User currently offlineHBGDS From , joined Dec 1969, posts, RR:
Reply 22, posted (3 years 8 months 2 weeks 5 days 14 hours ago) and read 2855 times:

Might I venture a small speculation? I'd welcome clarification, of course. As a couple of posters note, it's the first generation of jets, so in a way, people do not yet fully grasp the economics of jet transport. In addition, there is a projection of a new doubling of pax in planes (the widebody). That fails to materialize (it comes later), but is that not a factor in seeing Douglas can the -8? To sell more 10s? What about pre-deregulation pressures? There were lots of charter services making noise and demanding routes. That they failed for the most part still means that airlines may have looked to replace some capacity? Again, here, I have no example. 'Just wondering, since the end of the line is pre-oil crash. One last point: even pre-oil, the US is in deep economic trouble in 72, with Vietnam sucking the budget dry, and Nixon having to abandon the gold standard, the SST, the moon, etc... That must have had an impact on MCD.

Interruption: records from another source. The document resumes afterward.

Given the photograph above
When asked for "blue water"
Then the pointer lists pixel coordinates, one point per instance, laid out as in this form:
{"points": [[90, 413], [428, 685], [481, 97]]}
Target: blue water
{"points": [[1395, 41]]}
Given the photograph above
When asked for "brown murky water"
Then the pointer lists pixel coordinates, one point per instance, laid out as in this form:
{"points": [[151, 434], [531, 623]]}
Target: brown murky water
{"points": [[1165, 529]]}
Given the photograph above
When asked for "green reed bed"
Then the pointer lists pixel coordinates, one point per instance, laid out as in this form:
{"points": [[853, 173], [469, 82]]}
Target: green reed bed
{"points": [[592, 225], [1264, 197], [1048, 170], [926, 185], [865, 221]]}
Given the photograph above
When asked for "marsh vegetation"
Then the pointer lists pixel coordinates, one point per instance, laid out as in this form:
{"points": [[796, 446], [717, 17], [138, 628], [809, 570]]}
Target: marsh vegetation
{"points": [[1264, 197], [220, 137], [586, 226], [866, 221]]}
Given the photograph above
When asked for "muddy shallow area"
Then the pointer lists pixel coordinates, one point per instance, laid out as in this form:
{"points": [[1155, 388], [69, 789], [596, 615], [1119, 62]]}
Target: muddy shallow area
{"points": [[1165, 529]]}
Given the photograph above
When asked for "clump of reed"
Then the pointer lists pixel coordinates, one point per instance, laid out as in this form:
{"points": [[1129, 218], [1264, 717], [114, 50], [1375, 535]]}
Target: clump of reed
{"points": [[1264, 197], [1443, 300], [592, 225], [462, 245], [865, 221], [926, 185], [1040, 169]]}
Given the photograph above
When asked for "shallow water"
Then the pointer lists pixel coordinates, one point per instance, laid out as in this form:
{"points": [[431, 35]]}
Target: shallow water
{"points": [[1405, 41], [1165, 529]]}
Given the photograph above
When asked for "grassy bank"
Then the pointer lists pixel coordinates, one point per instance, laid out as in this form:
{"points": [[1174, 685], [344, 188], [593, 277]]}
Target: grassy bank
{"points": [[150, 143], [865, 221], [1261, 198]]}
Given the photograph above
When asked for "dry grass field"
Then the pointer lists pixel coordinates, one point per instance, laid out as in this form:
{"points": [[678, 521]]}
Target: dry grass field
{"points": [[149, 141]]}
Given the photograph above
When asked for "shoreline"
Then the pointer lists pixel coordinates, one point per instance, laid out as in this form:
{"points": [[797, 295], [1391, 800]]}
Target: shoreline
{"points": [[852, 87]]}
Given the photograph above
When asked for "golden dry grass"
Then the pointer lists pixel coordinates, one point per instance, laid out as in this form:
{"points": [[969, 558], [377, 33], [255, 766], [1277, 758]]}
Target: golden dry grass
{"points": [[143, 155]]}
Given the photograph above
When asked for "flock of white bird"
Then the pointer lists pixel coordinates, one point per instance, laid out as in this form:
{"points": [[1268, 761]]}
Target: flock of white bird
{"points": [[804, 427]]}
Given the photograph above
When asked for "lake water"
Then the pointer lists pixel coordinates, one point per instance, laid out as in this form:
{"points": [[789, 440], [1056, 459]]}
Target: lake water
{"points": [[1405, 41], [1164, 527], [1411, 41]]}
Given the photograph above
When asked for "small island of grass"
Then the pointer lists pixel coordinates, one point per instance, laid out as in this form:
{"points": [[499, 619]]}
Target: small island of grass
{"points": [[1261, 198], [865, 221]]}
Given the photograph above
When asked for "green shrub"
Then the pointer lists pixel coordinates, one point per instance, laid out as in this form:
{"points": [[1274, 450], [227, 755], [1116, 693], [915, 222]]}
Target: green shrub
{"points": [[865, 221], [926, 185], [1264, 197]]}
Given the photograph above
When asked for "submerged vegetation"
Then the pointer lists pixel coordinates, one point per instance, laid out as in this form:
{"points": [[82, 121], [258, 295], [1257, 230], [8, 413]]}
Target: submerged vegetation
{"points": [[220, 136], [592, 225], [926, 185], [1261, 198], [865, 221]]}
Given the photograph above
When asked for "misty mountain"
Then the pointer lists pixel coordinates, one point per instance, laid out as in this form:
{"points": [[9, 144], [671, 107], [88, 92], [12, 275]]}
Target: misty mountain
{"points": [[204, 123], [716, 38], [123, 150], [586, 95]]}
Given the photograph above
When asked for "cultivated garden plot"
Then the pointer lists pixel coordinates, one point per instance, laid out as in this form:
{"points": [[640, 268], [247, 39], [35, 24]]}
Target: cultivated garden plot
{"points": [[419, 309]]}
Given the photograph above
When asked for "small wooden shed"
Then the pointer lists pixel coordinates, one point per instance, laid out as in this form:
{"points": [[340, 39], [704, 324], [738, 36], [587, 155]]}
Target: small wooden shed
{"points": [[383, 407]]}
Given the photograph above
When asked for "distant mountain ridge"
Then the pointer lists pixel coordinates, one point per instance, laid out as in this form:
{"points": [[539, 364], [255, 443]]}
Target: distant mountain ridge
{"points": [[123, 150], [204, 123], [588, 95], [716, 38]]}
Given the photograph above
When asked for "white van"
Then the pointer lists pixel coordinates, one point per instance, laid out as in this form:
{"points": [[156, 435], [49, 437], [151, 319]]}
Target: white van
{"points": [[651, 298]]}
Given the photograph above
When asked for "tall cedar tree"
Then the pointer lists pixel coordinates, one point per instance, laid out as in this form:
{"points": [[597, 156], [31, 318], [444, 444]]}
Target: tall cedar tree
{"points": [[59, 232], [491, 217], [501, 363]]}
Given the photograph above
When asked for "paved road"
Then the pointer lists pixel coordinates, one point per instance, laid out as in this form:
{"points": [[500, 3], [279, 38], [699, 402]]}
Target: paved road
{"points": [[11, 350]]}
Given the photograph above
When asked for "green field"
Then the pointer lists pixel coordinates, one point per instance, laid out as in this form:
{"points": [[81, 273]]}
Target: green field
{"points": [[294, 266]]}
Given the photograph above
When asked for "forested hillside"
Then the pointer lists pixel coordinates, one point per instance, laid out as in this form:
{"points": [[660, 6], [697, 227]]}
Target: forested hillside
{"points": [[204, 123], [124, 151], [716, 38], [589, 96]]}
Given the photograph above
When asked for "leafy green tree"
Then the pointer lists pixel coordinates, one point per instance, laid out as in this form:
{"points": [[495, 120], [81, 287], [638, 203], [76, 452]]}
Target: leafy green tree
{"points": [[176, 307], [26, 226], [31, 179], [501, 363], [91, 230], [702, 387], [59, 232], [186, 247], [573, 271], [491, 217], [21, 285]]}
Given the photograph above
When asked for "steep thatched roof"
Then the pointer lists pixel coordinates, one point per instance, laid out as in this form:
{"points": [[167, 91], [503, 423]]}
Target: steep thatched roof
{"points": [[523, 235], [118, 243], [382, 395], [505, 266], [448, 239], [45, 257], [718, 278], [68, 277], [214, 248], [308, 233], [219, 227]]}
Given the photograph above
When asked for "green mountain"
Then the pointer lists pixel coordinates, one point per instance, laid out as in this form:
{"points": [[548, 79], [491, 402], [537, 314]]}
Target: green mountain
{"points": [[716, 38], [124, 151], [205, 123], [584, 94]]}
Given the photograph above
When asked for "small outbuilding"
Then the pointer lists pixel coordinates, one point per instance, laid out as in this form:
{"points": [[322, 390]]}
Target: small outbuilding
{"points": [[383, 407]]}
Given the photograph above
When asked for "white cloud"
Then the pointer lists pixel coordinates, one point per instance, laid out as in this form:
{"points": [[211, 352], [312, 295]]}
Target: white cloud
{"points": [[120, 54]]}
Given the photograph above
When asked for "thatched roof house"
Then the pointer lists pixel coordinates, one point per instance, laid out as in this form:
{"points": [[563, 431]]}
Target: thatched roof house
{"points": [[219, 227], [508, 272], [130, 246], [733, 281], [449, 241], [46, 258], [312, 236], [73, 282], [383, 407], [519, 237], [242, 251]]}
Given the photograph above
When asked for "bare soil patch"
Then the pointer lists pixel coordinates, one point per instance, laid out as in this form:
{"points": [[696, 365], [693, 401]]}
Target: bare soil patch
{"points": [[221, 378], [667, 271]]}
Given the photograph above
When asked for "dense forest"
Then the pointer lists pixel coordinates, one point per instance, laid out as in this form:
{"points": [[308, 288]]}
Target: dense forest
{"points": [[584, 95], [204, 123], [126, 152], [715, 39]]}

As for having to wait till the 767 to replace the 8s and the 707s, I think you have a point, but it depends on the airline involved. Swissair was delighted with the 8, and the -62 series continued in service on the "long and narrow" routes, like Geneva-Beijing via umpteen places. It was not replaced with DC-10s till later. And it is only when they got the Airbus 310 (i.e. 767 "twin") that the last DC-8 went out.